Кошачьи глаза Филиппа завертелись во все стороны, он приподнялся, хотел что-то сказать, но вдруг остановился и начал молча перебирать свои четки.
— Истинно так! — промолвил долгобородый. — И покойный наставник мой Антипий увещевал братию сохранять себя от осквернения; он часто говаривал, что коли где погребен еретик, и на могиле его вырастет трава, и той травы пощиплет корова, и от этой коровы кто из братии выпьет молочка, то отлучить такового на шесть месяцев от церкви и троекратно читать над ним молитву от осквернения.
— Эх, братие, братие! — заговорил опять Филипп кротким и тихим голосом. — Да ведь и скверное, проходя чрез руки православных, освящается.
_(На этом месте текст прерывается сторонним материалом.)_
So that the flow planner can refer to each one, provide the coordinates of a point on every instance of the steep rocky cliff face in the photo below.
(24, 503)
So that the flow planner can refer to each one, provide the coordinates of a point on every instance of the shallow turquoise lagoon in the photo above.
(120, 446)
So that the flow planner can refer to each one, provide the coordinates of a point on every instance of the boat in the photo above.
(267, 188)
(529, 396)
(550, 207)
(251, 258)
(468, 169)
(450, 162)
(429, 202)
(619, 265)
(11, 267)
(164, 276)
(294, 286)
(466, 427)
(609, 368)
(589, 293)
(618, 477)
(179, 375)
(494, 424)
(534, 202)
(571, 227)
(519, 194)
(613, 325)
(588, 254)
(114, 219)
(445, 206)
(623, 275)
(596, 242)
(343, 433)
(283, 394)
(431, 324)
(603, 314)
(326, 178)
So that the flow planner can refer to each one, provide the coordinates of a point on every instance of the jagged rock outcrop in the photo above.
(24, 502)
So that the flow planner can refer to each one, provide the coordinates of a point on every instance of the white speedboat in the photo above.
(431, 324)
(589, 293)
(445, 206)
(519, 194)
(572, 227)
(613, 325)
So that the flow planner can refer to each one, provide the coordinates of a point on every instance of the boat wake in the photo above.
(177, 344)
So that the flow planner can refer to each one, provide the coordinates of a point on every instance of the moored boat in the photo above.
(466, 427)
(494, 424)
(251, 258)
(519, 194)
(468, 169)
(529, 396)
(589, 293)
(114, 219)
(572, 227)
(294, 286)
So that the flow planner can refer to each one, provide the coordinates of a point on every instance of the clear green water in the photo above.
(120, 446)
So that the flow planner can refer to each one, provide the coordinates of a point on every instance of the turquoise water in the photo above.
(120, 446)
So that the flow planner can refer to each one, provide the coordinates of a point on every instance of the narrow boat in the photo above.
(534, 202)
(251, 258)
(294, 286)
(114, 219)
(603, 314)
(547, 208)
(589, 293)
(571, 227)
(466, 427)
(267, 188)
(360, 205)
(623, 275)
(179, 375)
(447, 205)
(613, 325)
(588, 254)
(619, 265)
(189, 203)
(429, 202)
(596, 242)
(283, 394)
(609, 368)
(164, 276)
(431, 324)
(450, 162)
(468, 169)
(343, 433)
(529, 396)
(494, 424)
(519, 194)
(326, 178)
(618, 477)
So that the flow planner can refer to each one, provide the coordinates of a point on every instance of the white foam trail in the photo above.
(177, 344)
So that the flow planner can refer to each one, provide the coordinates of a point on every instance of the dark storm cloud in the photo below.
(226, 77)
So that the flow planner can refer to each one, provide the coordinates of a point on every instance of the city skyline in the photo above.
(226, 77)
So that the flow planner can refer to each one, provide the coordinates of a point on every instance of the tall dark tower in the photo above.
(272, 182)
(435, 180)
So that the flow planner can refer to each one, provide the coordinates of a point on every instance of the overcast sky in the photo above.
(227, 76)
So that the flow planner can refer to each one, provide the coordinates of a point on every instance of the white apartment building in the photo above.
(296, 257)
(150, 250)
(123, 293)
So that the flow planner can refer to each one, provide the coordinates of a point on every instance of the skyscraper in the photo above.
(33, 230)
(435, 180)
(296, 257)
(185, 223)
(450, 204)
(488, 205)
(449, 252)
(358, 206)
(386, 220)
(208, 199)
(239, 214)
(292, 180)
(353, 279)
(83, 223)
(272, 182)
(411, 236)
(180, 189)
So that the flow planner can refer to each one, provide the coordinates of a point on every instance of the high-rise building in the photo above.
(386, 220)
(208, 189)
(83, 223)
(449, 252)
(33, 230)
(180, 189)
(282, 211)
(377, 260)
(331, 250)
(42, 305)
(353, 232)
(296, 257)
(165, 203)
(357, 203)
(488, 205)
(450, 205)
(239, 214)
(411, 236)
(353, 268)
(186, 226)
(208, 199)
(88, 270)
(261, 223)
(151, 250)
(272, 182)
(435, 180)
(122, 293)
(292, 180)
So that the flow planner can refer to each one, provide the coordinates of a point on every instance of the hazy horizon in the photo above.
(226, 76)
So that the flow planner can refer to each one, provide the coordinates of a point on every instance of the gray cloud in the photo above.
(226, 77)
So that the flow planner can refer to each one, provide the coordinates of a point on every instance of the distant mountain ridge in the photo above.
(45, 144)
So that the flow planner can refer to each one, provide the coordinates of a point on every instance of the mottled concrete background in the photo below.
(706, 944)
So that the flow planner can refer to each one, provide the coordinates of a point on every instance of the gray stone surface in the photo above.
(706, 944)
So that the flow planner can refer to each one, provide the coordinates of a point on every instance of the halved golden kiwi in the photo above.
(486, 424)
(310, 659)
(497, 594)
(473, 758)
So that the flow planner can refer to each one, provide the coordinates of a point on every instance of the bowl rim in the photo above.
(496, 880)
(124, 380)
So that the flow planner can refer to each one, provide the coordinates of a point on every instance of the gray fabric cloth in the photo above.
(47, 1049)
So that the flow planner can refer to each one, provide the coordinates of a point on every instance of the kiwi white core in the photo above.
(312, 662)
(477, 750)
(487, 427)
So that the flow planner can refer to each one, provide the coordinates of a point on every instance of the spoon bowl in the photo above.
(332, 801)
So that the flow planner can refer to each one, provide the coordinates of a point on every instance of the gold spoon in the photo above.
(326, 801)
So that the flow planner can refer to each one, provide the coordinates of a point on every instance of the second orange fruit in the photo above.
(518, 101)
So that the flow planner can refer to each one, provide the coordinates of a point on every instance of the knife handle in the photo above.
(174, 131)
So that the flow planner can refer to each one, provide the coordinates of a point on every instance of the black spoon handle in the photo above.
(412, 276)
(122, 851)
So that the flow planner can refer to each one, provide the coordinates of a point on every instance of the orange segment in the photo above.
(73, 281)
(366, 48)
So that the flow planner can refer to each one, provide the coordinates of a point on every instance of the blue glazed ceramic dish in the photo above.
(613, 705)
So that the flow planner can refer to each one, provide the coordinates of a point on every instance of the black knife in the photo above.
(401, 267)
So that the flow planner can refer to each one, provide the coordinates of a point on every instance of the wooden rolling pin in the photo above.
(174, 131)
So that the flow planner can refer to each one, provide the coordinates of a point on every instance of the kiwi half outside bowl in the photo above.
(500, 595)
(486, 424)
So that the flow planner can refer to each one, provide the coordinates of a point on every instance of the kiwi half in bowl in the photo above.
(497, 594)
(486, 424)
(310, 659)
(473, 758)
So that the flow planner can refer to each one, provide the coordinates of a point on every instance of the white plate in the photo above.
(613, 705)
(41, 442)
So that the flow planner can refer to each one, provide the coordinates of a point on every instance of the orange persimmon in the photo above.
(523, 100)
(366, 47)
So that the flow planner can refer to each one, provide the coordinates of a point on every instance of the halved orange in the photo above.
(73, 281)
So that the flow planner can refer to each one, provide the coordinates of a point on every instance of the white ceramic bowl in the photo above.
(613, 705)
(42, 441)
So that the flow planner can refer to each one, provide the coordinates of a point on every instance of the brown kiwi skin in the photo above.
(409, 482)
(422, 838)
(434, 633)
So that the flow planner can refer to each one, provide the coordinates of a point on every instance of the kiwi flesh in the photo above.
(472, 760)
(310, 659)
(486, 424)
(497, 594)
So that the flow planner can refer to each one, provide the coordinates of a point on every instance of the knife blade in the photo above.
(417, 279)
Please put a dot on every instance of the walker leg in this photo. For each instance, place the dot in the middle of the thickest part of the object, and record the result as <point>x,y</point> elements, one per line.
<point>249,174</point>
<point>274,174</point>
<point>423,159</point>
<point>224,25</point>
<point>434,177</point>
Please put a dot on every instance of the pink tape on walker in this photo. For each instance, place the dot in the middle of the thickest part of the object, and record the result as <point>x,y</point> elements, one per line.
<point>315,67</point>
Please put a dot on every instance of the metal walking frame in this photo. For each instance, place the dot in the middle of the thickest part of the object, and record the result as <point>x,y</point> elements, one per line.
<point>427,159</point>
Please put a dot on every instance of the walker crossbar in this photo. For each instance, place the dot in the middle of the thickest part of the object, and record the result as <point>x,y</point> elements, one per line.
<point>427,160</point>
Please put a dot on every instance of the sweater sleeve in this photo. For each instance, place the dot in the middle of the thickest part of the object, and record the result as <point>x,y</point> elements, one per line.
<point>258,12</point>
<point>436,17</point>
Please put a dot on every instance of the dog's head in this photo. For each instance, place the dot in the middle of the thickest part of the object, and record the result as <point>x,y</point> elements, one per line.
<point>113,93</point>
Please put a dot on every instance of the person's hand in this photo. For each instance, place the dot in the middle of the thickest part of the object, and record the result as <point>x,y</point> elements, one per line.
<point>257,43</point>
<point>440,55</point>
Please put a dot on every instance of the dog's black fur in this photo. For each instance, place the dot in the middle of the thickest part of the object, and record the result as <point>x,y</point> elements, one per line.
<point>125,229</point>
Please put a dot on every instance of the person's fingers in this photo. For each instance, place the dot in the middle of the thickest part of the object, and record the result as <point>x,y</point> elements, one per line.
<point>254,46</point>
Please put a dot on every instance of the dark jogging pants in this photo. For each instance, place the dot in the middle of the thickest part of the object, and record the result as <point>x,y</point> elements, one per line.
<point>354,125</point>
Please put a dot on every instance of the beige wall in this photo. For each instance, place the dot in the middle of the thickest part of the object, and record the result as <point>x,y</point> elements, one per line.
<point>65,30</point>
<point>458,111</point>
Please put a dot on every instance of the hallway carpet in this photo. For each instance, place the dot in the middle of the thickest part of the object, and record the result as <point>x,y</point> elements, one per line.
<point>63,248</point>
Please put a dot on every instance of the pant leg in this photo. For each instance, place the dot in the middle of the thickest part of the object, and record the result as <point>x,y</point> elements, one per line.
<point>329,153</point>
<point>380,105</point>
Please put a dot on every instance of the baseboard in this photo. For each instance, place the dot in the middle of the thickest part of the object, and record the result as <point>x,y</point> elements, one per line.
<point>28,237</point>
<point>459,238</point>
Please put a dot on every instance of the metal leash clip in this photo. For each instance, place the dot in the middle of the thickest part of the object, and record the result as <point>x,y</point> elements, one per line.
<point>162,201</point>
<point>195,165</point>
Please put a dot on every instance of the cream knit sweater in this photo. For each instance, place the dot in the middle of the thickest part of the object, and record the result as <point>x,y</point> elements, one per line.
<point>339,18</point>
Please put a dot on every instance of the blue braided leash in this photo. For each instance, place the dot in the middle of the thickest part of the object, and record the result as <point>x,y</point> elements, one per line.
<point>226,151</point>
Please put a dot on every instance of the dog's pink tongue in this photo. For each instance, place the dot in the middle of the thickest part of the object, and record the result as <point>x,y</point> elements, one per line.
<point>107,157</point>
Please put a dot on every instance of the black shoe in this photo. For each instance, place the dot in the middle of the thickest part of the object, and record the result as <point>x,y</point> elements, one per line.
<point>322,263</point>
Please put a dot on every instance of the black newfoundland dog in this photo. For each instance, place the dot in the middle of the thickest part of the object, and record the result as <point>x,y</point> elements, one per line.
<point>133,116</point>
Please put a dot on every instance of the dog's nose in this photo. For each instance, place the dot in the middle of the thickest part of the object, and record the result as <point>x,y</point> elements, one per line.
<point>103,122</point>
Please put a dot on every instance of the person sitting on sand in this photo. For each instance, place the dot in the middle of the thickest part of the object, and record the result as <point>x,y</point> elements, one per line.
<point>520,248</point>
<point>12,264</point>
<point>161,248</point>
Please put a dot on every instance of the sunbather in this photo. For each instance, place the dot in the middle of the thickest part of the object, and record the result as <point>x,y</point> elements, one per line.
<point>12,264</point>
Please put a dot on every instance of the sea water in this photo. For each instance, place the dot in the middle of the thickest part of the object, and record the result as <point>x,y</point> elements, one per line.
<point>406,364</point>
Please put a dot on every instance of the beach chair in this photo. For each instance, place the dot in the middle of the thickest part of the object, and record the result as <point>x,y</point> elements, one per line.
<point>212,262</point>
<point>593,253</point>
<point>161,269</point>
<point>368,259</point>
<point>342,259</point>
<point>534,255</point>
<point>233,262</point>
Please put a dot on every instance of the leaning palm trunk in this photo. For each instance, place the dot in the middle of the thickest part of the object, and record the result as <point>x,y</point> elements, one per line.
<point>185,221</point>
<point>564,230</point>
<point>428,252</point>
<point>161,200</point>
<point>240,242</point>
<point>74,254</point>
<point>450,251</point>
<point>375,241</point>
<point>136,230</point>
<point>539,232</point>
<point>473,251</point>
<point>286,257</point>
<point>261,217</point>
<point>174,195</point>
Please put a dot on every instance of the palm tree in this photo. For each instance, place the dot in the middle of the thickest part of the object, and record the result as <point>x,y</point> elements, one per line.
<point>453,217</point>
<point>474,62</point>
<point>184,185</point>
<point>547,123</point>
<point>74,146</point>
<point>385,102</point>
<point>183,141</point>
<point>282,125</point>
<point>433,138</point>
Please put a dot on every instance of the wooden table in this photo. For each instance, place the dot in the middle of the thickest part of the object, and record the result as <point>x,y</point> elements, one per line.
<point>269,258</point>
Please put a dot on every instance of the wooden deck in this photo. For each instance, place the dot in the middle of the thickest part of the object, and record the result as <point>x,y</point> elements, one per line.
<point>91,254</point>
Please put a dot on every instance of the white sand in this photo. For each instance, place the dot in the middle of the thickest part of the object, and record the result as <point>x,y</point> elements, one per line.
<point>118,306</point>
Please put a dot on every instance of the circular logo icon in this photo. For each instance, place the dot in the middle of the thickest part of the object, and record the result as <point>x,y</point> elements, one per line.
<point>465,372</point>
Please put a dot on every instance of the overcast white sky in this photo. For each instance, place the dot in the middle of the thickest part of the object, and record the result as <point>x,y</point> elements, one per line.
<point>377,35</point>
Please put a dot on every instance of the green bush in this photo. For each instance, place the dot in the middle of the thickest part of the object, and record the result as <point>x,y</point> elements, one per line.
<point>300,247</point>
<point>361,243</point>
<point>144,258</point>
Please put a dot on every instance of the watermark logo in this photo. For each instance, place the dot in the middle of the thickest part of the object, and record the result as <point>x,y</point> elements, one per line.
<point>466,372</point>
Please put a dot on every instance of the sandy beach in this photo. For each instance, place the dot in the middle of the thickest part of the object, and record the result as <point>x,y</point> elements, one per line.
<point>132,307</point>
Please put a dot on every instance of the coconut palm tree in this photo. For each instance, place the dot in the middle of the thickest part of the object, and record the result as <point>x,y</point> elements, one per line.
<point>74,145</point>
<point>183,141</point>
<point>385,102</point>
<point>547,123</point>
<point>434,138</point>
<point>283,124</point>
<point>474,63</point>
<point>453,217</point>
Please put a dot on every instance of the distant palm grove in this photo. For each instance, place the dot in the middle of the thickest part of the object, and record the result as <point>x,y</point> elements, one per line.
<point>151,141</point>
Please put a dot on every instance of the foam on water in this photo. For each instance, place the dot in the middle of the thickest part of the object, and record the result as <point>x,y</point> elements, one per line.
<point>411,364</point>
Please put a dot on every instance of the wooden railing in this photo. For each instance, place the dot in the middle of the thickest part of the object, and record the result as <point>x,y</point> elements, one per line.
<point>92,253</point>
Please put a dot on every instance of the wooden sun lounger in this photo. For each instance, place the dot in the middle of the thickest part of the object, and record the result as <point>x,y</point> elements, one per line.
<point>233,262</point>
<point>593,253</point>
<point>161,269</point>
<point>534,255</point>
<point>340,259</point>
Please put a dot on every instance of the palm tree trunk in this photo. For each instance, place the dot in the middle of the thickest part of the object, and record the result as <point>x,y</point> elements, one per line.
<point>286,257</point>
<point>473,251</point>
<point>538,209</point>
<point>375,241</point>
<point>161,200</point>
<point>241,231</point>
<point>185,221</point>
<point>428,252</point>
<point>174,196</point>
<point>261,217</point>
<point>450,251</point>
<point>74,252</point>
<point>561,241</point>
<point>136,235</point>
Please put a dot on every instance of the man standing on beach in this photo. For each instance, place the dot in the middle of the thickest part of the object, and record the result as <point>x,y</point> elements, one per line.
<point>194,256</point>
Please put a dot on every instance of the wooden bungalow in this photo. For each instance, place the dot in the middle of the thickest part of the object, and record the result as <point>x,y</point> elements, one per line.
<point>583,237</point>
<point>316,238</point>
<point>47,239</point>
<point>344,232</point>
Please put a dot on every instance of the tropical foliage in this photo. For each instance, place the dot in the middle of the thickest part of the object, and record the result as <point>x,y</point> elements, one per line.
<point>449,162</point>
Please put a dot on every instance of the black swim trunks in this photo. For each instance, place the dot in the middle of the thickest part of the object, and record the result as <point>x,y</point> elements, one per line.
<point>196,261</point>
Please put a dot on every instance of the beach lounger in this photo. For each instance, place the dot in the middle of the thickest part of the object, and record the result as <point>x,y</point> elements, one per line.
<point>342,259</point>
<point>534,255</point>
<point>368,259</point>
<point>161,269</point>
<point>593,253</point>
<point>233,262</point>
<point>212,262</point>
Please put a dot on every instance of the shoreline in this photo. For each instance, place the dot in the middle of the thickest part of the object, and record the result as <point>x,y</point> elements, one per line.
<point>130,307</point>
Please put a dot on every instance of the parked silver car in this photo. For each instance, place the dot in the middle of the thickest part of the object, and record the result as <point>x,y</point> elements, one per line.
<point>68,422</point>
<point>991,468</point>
Мало ли из наших и продают, и покупают, и деньги на торгу берут, а из каких они идут рук?
— Деньги! — прервал Пафнутий. — Берегитесь, братие, сей прелести сатанинской!.. Деньги бо суть печать антихристова.
— Деньги печать антихристова! — повторил Филипп, вовсе уж не кротким голосом. — Нет, отец Пафнутий, не безумствуй!.. Деньги дар Божий.
— Дар Божий!.. О людие крепковыйные и с окаменелым сердцем!.. Да разве ты не читал, Филипп, о звере и драконе антихриста?
— Читал.
— А что же мнится изображенным на сих еретичных деньгах — не дракон ли? Как же они не суть печать антихристова?
— Эх, Пафнутий! Да на них изображен Георгий Победоносец, поражающий дракона, сиречь сатану.